The opening track, Out of the Blue, is a simplistic sixteen-year-old's view of her first love: "I need you, I need you / And everyday I love you more and more", but it's this simplicity that makes this such a delightful song. This is followed by Staying Together, a fast-paced track where she asks / tells her 'boy' to stay with her. It's no more complicated than that, but it's a perfect ittle dance number.

The best fast song is track 3: Only In My Dreams, a song which I still hold in high regard. Listening now, the most striking thing about this song is her voice. While powerful, yet vulnerable - perfect for this song - compare her vocals here with those on, say, For Better Or Worse on her current album, and feel the maturity. Along with Between the Lines, this is her finest vocal performance on this album.

Foolish Beat is a song most people will remember, a haunting ballad of helplessness, the like of which Deborah has written and recorded again and again throughout her career - listen to Can't Do It Alone, Goodbye, and Try.

Three songs of a similar nature follow back to back: Red Hot, a simple singalong song with a smashing, if slightly cliche'd chorus; Wake Up to Love and Shake Your Love, two simple 'I love you' type songs.

Fallen Angel and Play the Field are two very un-Debbie songs lyrically: both songs' lyrics attempt to betray the clean naivite shown by the other eight songs on this album. The former has Deborah suggesting that she's the title character since "I looked in your eyes / That's when I left the skies". The latter appears to be a total renouncement of Out of the Blue and Between the Lines, in that she suggests to a girlfriend not to "just settle down / ... play the field / ... see what you can find", in other words don't take love at first sight, despite how attractive that may be. She is not telling us that she's a 'bad girl' in Fallen Angel, nor is she telling her friend to be in Play the Field, but she is still rising above her youth in these songs; youth which she would celebrate on her next album, Electric Youth.

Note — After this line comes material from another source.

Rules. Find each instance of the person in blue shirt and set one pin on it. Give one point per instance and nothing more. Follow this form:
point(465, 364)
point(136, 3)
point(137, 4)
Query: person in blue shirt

The beautiful ballad Between the Lines is a fine closer to this wonderful album. Another naive song about young love, it is all the sweeter for this. Her voice is superb on this track, and I love the big note at the end.


The cover of the album features her in a style that she would later exorcise on the cover of her fifth, and finest, album Think With Your Heart. On the front she is sitting with her left knee raised, complete with a face painted on to it, and a cuddly toy on her right side. This pose is obviously to show her youth. She has shoulder-length blonde hair, fairly large earrings, a jeans and a white top with black horizontal stripes. The back cover of Think With Your Heart features her sitting with right knee raised, and again wearing jeans and a white top with black horizontal stripes. Her hair is blonder and longer now, straighter than before, and she is still smiling. The big earrings are gone now, perhaps replaced with something more mature, and there is no cuddly toy. Her jeans are not ripped, she is a grown woman now.